Flash On The Floor: Pure, XtremIO and 3PAR

In September 2013, my organization and I started a journey into the realm of flash storage. The initial foray took us into two camps and lasted much longer than we expected. In fact, our 2013 storage decision bore with it lessons and tests that lasted until it was once again time to make another upgrade, our 2015 replacement at a sister site.

History

In 2013, while smaller start-ups were aplenty, EMC’s pre-release XtremIO (GA in December 2013) and Pure Storage were the only mainstream contenders. Granted, Pure was still technically a start-up, but then again, XtremIO was an unreleased product purchased by EMC without broad field experience. Everyone was young.

pure_logoMuch of this has already been hashed in my prior posts, but the short story is that we made a decision to forego Pure Storage in 2013 based on a belief in promises by EMC that XtremIO would deliver xtremio_logoeverything that Pure did and more. The two metrics were data reduction and performance. We assumed in the land of enterprise storage that high availability was a given.

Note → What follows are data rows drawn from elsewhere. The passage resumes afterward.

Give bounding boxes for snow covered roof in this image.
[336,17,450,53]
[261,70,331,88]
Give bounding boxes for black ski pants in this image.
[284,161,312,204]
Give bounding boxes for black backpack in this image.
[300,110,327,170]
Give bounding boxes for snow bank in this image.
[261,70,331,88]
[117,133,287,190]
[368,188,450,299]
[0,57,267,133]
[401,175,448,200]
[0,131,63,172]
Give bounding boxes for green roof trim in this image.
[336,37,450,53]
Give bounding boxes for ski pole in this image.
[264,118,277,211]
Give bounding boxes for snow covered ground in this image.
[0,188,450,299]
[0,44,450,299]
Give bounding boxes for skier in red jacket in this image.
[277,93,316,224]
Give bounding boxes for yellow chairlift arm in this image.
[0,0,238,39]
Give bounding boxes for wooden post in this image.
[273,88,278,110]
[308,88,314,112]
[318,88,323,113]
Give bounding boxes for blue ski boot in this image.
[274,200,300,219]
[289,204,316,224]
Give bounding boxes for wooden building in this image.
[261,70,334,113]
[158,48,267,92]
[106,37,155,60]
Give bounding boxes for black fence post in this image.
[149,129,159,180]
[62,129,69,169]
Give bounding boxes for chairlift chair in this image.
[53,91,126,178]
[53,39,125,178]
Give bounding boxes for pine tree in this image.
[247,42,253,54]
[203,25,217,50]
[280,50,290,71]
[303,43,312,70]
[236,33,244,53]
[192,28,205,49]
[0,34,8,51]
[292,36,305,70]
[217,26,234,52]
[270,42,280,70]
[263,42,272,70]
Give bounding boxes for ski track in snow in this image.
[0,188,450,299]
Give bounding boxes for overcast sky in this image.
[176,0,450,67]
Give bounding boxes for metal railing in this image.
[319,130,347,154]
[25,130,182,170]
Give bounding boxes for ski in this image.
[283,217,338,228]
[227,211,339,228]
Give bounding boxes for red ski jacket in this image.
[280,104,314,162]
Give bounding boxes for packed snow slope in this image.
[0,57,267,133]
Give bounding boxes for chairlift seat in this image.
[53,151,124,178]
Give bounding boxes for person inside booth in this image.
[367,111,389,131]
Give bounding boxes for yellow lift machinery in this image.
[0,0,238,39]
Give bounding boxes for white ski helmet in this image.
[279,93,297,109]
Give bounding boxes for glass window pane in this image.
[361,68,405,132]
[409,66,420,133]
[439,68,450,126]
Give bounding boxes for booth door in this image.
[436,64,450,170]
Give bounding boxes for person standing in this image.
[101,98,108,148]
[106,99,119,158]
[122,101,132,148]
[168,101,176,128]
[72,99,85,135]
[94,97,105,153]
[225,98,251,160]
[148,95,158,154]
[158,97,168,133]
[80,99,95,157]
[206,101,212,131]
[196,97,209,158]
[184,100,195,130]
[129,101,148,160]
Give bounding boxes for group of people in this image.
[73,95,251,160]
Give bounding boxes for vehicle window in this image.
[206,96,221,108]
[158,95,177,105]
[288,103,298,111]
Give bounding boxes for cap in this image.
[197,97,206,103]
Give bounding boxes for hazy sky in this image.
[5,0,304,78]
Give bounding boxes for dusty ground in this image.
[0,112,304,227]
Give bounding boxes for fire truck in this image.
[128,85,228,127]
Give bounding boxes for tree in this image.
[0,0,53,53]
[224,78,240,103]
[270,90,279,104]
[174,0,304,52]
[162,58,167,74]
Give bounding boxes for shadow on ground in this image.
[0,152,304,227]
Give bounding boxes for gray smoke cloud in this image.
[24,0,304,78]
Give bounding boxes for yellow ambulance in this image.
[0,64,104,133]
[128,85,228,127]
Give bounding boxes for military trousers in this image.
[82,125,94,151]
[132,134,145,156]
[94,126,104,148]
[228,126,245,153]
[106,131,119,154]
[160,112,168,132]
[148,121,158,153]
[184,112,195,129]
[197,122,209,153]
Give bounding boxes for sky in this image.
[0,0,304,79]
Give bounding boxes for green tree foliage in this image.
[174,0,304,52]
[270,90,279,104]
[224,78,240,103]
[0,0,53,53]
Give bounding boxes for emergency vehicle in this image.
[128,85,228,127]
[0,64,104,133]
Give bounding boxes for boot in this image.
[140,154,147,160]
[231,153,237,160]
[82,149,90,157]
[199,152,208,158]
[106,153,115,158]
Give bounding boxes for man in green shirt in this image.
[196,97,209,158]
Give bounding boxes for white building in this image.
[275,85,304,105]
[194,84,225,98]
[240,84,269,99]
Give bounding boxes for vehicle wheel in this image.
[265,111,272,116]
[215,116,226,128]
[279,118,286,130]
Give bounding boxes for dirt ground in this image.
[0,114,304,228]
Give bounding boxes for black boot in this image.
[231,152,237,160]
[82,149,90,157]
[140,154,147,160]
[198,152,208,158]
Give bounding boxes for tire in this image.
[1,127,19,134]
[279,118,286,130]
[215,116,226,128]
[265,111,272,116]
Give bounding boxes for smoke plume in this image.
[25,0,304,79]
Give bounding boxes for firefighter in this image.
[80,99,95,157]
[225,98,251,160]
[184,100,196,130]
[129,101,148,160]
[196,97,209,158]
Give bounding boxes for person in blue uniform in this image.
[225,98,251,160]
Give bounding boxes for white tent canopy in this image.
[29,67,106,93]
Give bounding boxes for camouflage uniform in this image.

In the following months of early 2014, we learned not to assume anything and also how to help a young product mature through bug discovery. During a controller replacement for a failed fiberchannel (FC) module, we encountered an Infiniband bug that took down the XtremIO array for 3 hours. EMC fixed that bug in the next release. Then we discovered that virtual machines with EFI firmware could not (re)boot on XtremIO. That led to EMC’s “best practice” of configuring ESXi’s advanced setting, Disk.DiskMaxIOSize, to 4096 from the default 32768. In June we had our largest issue when our hosts lost connectivity during a “non-disruptive” upgrade. The troubleshooting for that lasted for more than 6 months and was never cleanly resolved. Another “best practice”–setting native multipathing to change paths after every I/O–was determined to be necessary to avoid this issue with our QLogic converged network adapters (CNAs).

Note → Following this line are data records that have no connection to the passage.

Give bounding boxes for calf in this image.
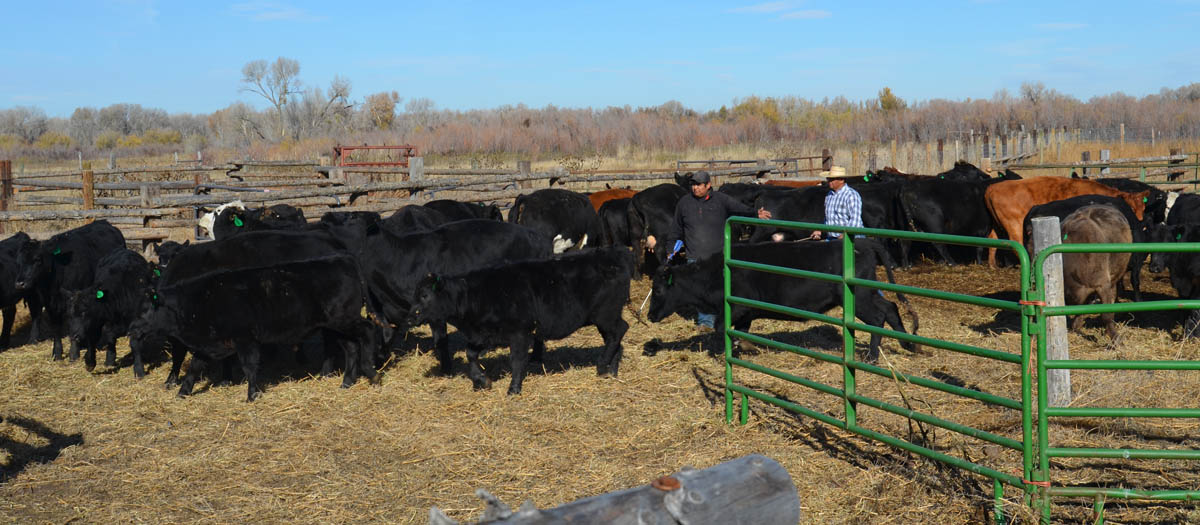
[1062,205,1133,344]
[130,253,378,402]
[359,219,553,374]
[509,188,600,253]
[648,240,918,362]
[413,248,634,394]
[212,204,308,240]
[67,249,156,375]
[599,198,634,248]
[1021,195,1151,301]
[424,199,504,222]
[16,221,125,361]
[899,178,992,266]
[629,173,691,273]
[984,177,1150,267]
[0,231,42,350]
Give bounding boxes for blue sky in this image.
[0,0,1200,116]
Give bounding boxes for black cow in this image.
[424,199,504,222]
[750,186,829,242]
[629,173,691,273]
[596,198,634,248]
[1093,177,1166,227]
[212,204,308,240]
[379,204,450,235]
[899,178,1000,267]
[509,188,600,253]
[1024,195,1151,301]
[130,253,378,402]
[360,219,553,374]
[17,221,125,361]
[0,231,42,350]
[413,248,634,394]
[648,239,918,362]
[141,229,347,386]
[67,249,157,375]
[1163,221,1200,339]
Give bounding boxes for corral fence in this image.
[0,157,774,243]
[676,149,833,177]
[1006,149,1200,193]
[724,217,1200,524]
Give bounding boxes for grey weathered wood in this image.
[430,454,800,525]
[1032,217,1070,406]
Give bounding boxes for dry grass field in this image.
[0,256,1200,524]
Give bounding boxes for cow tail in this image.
[868,240,920,334]
[509,195,524,224]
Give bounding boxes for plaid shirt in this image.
[826,185,863,239]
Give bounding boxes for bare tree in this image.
[241,56,300,138]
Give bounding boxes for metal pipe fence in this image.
[722,217,1200,524]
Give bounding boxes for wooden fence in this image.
[0,157,774,243]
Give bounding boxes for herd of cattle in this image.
[0,162,1200,400]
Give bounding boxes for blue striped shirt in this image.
[826,185,863,239]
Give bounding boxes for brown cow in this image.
[983,177,1150,267]
[588,188,637,213]
[763,179,824,188]
[1062,204,1133,344]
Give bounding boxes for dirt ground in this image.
[0,252,1200,524]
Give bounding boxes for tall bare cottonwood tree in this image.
[241,56,300,139]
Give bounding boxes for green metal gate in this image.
[722,217,1200,524]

As for data reduction, XtremIO started out at 1.5 to 1, in contrast to Pure’s 4.2 to 1. The compression coming in XIOS 3.0 was supposed to bring parity between those numbers, but that never panned out. Instead, the 1.5x deduplication dropped to 1.3 (due to block sizes increasing to 8K), and compression added its own 1.3x, for a net of 1.7x. EMC addressed this with complementary hardware to make raw capacity match/exceed Pure’s logical capacity. They stand by their word, and for that, we are thankful.

Most recently, I discovered that our dataset did change some during the spring of 2014 such that our data reduction comparison may have been slightly disparate. Table compression was introduced into part of our database structure, leading to lower reduction numbers in our latest Pure implementation. Even so, we see nearly 2x better data reduction on Pure now compared to XtremIO.

XtremIO Today

Today, we have 8 months of up-time under our belt on XtremIO (2 x 20TB bricks), not counting the migration off of it in December 2014 for the XIOS 3.0 upgrade. VMware Storage vMotion gets the credit for no downtime on that. We actually haven’t had a chance to request the latest minor update for XIOS, so our first non-disruptive update is still in the future.

Performance-wise, XtremIO has never skipped a beat. Mass-backups by our SQL servers don’t faze it (unless you consider a jump from 0.5ms to 1.5ms for <15 minutes an issue), and it will surely be the last bottleneck in our virtual infrastructure. CPU and RAM will need to exponentially scale, and even then it only be a capacity issue (which further extends the performance lead).

Strangely enough, it is that capacity factor that caused us to reconsider the competition when it came time to purchase a sister SAN for our XtremIO. For years, we faced the inverse problem of excess capacity that could not support the performance demands. Now we had performance that couldn’t stretch to meet capacity (due to the low data-reduction ratio).

The Candidates in 2015

To replace our HP 3PAR V400 (P10400) from circa 2012, we engaged with EMC, HP, Pure, and Dell for solutions and quotes. Other vendors were given light investigation, but their products tended to be niche and focus on just one characteristic rather than the bigger picture, or they just weren’t mature enough to lean on (especially considering our above history with “beta” XtremIO).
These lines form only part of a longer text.